Dagga was referring to an illustrated list of submarine outlines that the crew used to identify types. It was not unheard of for aircraft to send friendly vessels to the bottom for lack of correct identification.
RAF Coastal Command’s printing and distribution service had decided to send the full Northern Ireland allocation of the latest intelligence manuals to RAF Belfast, from where they could be easily distributed. That flawed decision, as it was not made clear to those who received them they should be sent on, was about to bear terrible fruit.
NS-X passed on the submarine’s port side at eight hundred yards distance, a few figures now obvious on the submarine’s wet hull and in the conning tower.
Magic Malan piped up.
“That could be the latest German type XXI they never got to deploy, Skipper. Very streamlined, no gun mounts. It fits.”
“Anyone else?”
Rolf Pienaar, the mid-upper gunner chipped in.
“I think Magic’s right, Skipper.”
The intercom went silent as Cox considered his options.
“I am identifying that as an enemy submarine. It’s not an Amphion Class, which we were told was in the area. Agree?”
All those who had examined the sleek vessel agreed.
“Skipper, definitely, definitely, not Amphion Class. Conning tower all wrong… no gun mount forward. Bow section’s wrong too.”
Magic had put his book alongside that of Erasmus the Flight Engineer for comparison.
“Roger, Sparks, get a message off. Attacking confirmed Soviet submarine. Get the location and send it.”
“Best you stay here, Arsey. Just in case.”

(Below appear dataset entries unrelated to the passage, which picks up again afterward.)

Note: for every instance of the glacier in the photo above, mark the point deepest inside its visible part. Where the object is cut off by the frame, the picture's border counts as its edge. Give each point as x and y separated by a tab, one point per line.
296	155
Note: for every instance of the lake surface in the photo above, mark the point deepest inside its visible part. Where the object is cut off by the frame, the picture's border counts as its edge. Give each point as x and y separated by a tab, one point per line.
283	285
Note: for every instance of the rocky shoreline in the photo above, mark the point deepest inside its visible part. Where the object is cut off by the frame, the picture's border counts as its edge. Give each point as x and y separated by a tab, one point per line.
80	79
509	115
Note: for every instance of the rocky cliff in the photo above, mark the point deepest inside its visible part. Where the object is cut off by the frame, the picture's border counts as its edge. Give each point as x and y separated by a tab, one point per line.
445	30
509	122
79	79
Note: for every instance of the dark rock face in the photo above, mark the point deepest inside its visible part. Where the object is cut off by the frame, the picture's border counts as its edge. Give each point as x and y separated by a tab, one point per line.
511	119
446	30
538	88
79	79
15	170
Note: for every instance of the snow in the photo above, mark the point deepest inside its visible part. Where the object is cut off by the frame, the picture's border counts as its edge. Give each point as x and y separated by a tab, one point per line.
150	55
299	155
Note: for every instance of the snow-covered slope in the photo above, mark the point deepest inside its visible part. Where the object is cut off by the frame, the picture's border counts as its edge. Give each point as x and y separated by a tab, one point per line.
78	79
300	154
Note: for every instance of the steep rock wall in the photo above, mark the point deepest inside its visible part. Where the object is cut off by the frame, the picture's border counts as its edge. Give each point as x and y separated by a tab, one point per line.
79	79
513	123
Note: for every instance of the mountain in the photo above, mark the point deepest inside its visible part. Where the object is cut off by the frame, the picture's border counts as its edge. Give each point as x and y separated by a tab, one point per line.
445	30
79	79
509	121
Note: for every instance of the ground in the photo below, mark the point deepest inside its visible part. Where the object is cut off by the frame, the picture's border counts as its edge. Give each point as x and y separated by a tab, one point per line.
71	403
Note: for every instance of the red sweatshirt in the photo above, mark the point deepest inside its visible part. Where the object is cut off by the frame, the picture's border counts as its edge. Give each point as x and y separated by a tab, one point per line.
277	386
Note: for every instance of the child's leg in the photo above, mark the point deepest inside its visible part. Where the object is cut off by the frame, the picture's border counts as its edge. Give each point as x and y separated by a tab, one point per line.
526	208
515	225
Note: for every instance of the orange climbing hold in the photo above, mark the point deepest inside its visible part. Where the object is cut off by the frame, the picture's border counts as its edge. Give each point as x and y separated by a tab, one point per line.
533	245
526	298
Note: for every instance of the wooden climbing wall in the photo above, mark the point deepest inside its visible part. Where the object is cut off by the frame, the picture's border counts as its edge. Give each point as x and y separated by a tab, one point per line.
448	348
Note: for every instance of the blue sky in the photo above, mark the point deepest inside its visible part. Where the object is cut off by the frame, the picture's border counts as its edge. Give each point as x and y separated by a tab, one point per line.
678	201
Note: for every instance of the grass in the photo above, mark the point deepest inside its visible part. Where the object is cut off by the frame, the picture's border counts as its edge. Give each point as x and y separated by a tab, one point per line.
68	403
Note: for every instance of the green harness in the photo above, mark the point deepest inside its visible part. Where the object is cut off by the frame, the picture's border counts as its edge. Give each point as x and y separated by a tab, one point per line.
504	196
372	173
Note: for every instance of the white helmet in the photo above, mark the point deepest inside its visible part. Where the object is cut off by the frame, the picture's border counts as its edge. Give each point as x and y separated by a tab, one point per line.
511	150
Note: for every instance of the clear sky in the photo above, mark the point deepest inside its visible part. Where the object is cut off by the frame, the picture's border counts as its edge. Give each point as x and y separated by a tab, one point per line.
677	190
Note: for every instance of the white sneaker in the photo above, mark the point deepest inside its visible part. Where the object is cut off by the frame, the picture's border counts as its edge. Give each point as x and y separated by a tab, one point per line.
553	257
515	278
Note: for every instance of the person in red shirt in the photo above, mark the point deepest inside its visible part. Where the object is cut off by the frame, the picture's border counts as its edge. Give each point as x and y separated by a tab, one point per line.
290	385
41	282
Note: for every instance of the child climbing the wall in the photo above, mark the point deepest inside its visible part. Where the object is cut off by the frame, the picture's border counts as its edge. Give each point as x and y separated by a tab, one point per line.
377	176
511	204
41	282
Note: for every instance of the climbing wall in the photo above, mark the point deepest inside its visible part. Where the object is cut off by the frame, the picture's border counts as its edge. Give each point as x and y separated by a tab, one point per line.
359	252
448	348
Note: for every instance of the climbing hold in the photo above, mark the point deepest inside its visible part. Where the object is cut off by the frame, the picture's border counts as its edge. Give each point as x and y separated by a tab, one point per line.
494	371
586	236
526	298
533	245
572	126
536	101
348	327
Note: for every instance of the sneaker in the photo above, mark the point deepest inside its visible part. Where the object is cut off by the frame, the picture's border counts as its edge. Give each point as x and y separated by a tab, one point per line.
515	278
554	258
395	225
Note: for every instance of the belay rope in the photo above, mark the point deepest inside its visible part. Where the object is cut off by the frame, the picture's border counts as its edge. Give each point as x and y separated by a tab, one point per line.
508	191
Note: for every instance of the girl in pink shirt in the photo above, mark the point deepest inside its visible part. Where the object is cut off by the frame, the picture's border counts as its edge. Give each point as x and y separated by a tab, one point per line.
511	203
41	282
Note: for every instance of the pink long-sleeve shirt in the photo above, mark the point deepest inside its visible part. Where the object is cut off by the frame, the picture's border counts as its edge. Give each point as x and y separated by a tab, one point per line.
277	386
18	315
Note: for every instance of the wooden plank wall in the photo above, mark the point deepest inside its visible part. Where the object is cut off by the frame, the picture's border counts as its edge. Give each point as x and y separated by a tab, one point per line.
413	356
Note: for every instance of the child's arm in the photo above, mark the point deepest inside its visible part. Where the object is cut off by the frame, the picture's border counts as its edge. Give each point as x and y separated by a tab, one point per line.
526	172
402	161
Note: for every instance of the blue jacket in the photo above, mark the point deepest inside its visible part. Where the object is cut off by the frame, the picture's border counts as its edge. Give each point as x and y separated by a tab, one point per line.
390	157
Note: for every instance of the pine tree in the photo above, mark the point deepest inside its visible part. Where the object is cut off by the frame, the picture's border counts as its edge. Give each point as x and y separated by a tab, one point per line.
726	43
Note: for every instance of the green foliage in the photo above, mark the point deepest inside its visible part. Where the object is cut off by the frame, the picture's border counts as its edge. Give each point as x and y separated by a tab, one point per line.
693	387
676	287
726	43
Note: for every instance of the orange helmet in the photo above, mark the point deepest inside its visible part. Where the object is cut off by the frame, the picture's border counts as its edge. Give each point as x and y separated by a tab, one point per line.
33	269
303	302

The Sunderland swept around and took up a stern approach position. Cox upped the throttles and adjusted the aircraft’s height.
“Pilot. Crew. Attacking. Good luck fellahs.”
Onboard S-31, the appearance of the large amphibian caused a near-panic. The Soviet Captain called his men to order, knowing that he could not dive without letting the Sunderland attack unmolested.
So he did all he could, which was fight back.
The Sunderland crew’s knowledge of the Type XXI was incomplete. German U-Boats had traditionally sprouted AA guns all over the conning tower, the more as the war went on and German submarine losses to aircraft climbed.
The XXI stepped back from that, anticipating its superior submersible qualities would keep it out of harm’s way most of the time.
However, putting a submarine to see with no close defence would have been mad, and the designers of the ElektroBootes were not in that category.
In sleek sponsons, fore and aft on the conning tower, sat twin 20mm automatic weapons, easily missed by those who had studied the U Boats of the previous war or, in the case of the crew of NS-X, had seen snaps of such things at anchor.
The rear sponson hammered out a steady stream of cannon shells that slowly rose into the air until it seemed that the giant aircraft consumed them.
The Sunderland overflew the B-31, its rear guns lashing out and wiping men off the deck and into the sea where some died before the waters overtook them.
The depth-charges stayed in the racks and the aircraft adopted a steady southerly course.
20mm cannon shells are unforgiving things and NS-X was mortally wounded.
Dagga was dead, his position chewed to pieces by explosive shells, his guns silenced without firing a shot.
Also dead were Sparks and Jason Witt, in pieces, along with much of their equipment.
Flight Sergeant Peter Malan had lost his radar but had not been touched by any of the storm of steel that had swept through the Sunderland.